2. **Retrieval-Augmented Generation (RAG):** Enhance generative models by providing contextually relevant information.
3. **Content Moderation:** Automatically classify or rank content based on similarity to predefined guidelines.
4. **Code Search:** Leverage the model's ability to understand code and natural language for large-scale programming tasks.
---
## Model Card
- **Architecture:** ModernBERT-base
- **Tokenizer:** Custom tokenizer trained with modern techniques for long-context handling.

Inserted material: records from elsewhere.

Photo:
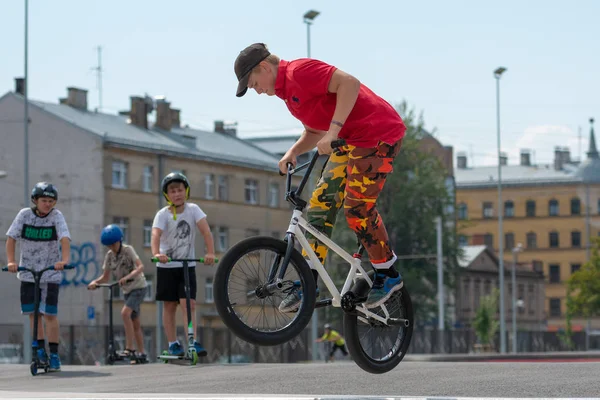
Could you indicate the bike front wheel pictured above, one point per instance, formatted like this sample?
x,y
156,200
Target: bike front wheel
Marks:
x,y
374,346
250,309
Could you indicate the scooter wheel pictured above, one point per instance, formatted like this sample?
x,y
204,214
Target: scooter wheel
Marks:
x,y
33,368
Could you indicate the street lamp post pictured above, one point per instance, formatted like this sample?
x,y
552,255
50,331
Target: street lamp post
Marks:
x,y
497,74
26,326
515,250
309,17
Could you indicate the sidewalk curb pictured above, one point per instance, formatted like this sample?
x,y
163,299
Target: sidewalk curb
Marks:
x,y
501,357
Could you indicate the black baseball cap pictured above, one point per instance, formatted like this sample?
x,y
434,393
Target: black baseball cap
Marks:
x,y
248,58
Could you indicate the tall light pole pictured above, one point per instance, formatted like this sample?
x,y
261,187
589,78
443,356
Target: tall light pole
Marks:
x,y
515,250
497,74
309,17
26,326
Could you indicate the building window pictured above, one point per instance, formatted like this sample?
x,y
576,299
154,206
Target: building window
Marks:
x,y
147,178
531,301
553,208
509,209
252,232
119,177
209,187
554,242
251,191
575,206
555,307
488,210
531,240
223,239
273,195
123,223
509,241
462,211
554,272
147,232
208,291
222,188
488,240
575,239
530,208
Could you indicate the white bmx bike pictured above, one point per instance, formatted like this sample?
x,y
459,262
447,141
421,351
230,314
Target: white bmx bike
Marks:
x,y
256,274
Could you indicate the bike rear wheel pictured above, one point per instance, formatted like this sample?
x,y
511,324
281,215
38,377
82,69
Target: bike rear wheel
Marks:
x,y
376,347
250,312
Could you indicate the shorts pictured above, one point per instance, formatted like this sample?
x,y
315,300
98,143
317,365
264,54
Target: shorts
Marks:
x,y
48,293
133,300
170,284
335,347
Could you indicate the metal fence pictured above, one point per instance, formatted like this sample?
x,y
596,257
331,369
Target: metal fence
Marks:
x,y
87,345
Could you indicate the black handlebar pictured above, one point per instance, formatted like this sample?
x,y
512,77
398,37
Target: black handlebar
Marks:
x,y
23,269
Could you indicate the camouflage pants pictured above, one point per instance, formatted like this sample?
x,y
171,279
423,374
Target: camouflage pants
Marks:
x,y
353,177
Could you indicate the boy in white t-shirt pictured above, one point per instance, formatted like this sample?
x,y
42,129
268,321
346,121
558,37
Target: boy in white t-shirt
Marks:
x,y
44,240
173,236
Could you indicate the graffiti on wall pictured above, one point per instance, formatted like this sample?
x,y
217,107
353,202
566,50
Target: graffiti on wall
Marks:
x,y
83,257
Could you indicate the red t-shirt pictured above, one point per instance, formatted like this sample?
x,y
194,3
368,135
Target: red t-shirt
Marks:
x,y
303,84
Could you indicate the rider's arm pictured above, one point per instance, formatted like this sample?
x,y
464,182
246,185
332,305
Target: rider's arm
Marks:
x,y
347,88
155,241
104,277
10,249
204,228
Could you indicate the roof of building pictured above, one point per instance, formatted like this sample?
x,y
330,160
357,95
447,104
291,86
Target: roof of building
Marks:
x,y
275,144
470,253
183,141
520,175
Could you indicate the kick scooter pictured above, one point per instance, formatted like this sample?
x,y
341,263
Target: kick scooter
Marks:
x,y
191,355
36,363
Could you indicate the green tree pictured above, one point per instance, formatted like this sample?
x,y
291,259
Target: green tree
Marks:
x,y
583,293
413,196
485,322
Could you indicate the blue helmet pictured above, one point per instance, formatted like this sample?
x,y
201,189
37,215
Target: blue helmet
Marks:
x,y
111,234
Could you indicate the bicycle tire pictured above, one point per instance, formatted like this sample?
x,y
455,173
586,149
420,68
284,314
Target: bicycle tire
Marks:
x,y
228,314
353,342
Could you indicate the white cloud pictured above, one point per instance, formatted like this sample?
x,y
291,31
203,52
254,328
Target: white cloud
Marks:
x,y
541,141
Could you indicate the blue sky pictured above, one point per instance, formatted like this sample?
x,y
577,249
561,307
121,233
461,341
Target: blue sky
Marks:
x,y
437,55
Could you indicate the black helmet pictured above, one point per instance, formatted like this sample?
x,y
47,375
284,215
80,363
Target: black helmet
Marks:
x,y
175,177
44,189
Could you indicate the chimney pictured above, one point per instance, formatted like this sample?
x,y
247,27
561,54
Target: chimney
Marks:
x,y
163,114
139,112
20,86
562,156
461,160
525,158
175,121
503,158
77,98
229,128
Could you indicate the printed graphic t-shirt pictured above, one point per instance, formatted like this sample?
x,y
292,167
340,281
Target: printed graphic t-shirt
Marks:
x,y
178,235
121,264
39,239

- **Pretraining Data:** `dleemiller/wiki-sim (pair-score-sampled)`
- **Fine-Tuning Data:** `sentence-transformers/stsb`
---
## Thank You
Thanks to the AnswerAI team for providing the ModernBERT models, and the Sentence Transformers team for their leadership in transformer encoder models.
---
## Citation
If you use this model in your research, please cite:
```bibtex
@misc{moderncestsb2025,
author = {Miller, D. Lee},
title = {ModernCE STS: An STS cross encoder model},
year = {2025},
publisher = {Hugging Face Hub},
url = {https://huggingface.co/dleemiller/ModernCE-base-sts},
}
```
---
## License
This model is licensed under the [MIT License](LICENSE).